In questo quadro è necessario prevedere il finanziamento di misure quali: assicurazione agevolata a favore dei produttori (sia assicurazione contro le calamità naturali che assicurazione al reddito) e costituzione di fondi mutualistici; garanzia e tutela del reddito nei momenti di crisi di mercato;misure per il miglioramento della commercializzazione sui mercati interni e della penetrazione sui mercati terzi al fine di creare nuovi sbocchi per le produzioni europee e sostenere il reddito dei produttori; programmazione e la gestione dell’offerta e per il suo miglioramento qualitativo; miglioramento dei rapporti interprofessionali e della contrattualistica, utilizzando tutte le forme di aggregazione, comprese le reti d’impresa; promozione al consumo di prodotti momentaneamente eccedentari; destinazioni alternative a quelle tradizionali (ad esempio energie da biomasse) o distribuzione finalizzata presso scuole ed istituti di accoglienza;
– attività di stoccaggio privato.
In merito alle Organizzazioni di produttori e loro associazioni (nelle diverse forme giuridiche, cooperative, società, ecc…) e l’estensione della loro operatività a tutti i settori, per rafforzarne il ruolo e le prerogative, è auspicabile prevedere uno strumento finalizzato come volano finanziario per l’attività e non solo per l’avvio, come previsto dalla proposta. Le organizzazioni di produttori potranno essere veri strumenti di mercato efficaci nel recuperare potere contrattuale nella filiera, solo se saranno concreti strumenti economici.
6. Sviluppo rurale
La PAC dovrà puntare a sostenere e rafforzare la competitività dell’agricoltura europea sulla base di un nuovo modello produttivo che combini sostenibilità economica, ambientale e sociale.
La politica di sviluppo rurale dovrà rappresentare lo strumento principale per il raggiungimento di tali obiettivi. Ciò pone l’esigenza di una caratterizzazione più “agricola” del complesso degli indirizzi e degli orientamenti programmatori. Specificità che va garantita anche all’interno nel nuovo impianto programmatorio.

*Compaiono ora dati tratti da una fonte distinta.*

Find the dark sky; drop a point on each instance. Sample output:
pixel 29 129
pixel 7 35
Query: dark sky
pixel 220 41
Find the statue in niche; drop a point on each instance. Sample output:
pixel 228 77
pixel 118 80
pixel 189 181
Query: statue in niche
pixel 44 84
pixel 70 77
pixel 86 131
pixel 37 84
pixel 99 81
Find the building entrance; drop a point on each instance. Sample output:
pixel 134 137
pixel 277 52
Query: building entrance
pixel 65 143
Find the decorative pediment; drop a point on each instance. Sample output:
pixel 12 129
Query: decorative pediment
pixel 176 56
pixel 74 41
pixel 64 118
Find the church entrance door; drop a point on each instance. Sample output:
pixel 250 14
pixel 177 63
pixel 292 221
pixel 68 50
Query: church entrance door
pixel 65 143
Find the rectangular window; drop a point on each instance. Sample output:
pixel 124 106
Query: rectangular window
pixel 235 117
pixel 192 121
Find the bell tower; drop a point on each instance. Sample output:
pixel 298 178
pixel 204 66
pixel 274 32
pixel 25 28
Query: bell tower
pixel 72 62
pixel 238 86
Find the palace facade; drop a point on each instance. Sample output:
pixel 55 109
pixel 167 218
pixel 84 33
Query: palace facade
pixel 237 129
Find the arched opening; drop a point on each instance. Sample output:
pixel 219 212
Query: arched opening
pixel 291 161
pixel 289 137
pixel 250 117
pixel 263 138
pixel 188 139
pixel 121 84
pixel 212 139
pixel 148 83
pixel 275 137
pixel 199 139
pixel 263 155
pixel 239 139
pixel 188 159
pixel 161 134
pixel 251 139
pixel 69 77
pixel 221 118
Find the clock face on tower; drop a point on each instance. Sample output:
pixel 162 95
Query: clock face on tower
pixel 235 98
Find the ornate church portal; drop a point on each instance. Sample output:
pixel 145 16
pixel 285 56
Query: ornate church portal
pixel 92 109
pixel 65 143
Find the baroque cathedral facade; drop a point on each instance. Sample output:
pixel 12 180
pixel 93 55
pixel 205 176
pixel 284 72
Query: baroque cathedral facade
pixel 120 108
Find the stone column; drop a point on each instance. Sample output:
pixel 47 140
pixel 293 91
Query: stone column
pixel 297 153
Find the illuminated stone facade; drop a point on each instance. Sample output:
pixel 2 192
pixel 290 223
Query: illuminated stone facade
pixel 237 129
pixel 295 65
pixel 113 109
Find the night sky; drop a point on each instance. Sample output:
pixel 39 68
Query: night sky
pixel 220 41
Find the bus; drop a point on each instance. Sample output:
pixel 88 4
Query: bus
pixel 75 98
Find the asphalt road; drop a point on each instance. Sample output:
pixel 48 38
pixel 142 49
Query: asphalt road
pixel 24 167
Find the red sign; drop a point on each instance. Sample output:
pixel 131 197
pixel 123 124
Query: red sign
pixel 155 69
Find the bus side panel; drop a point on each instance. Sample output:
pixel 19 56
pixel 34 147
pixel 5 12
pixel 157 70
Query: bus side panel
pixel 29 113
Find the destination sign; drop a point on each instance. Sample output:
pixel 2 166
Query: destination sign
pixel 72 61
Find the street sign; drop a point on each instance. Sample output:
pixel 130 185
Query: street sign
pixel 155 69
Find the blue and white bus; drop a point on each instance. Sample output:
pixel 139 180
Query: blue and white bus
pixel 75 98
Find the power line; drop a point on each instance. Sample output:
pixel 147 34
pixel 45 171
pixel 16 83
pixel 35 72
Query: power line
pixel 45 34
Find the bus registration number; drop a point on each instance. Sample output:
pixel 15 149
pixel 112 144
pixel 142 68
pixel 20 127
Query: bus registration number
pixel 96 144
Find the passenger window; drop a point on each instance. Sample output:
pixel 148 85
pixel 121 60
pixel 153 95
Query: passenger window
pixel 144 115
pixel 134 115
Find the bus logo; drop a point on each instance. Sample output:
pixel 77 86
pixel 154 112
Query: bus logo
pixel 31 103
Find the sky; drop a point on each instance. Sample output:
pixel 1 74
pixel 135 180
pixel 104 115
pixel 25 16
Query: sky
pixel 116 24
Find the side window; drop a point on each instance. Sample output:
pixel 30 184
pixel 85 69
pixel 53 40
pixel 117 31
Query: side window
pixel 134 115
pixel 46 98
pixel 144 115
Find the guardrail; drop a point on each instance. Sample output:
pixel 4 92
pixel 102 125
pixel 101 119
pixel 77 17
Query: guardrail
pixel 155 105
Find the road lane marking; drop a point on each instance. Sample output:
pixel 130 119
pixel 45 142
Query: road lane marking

L’attuale assetto appare chiaramente non congeniale alle esigenze specifiche del settore agricolo che i grandi mutamenti in atto hanno determinato e va quindi razionalizzato e semplificato. La politica di sviluppo rurale dovrebbe pertanto: sostenere gli investimenti aziendali, con particolare priorità a quelli indirizzati alla introduzione di innovazione tecnologica e organizzativa nelle imprese ed al consolidamento, promozione e qualificazione delle produzioni, tesi anche all’accorciamento, l’efficienza e alla trasparenza delle filiere; promuovere il ricambio generazionale; sostenere la realizzazione di azioni di integrazioni di filiera e di progetti integrati territoriali; supportare progetti di infrastrutturazione di sistema capaci di migliorare le relazioni fra imprese agricole e servizi a monte e a valle del processo produttivo; consolidare, promuovere e qualificare l’occupazione agricola, sia dipendente, sia autonoma.
I giovani devono rappresentare una priorità delle future politiche, con la conseguente previsione di un maggiore sostegno negli investimenti necessari per l’avviamento, la riconversione e lo sviluppo dell’impresa agricola e agroalimentare. Le politiche di sviluppo rurale devono essere quindi potenziate e prioritariamente finalizzate all’innovazione ed alla competitività delle imprese agricole ed agroalimentari. Occorre infine rafforzare la sussidiarietà, sia aumentando la flessibilità delle regole di programmazione e di gestione dei PSR, sia favorendo una decisa semplificazione delle procedure gestionali e di accesso alle misure. Tutto ciò presuppone un’adeguata capacità di gestione delle politiche di sviluppo rurale, con la necessità – da riconoscere e sostenere nella regolamentazione europea – un forte coordinamento a livello nazionale, specie in realtà (come quella italiana) caratterizzate da un forte decentramento amministrativo.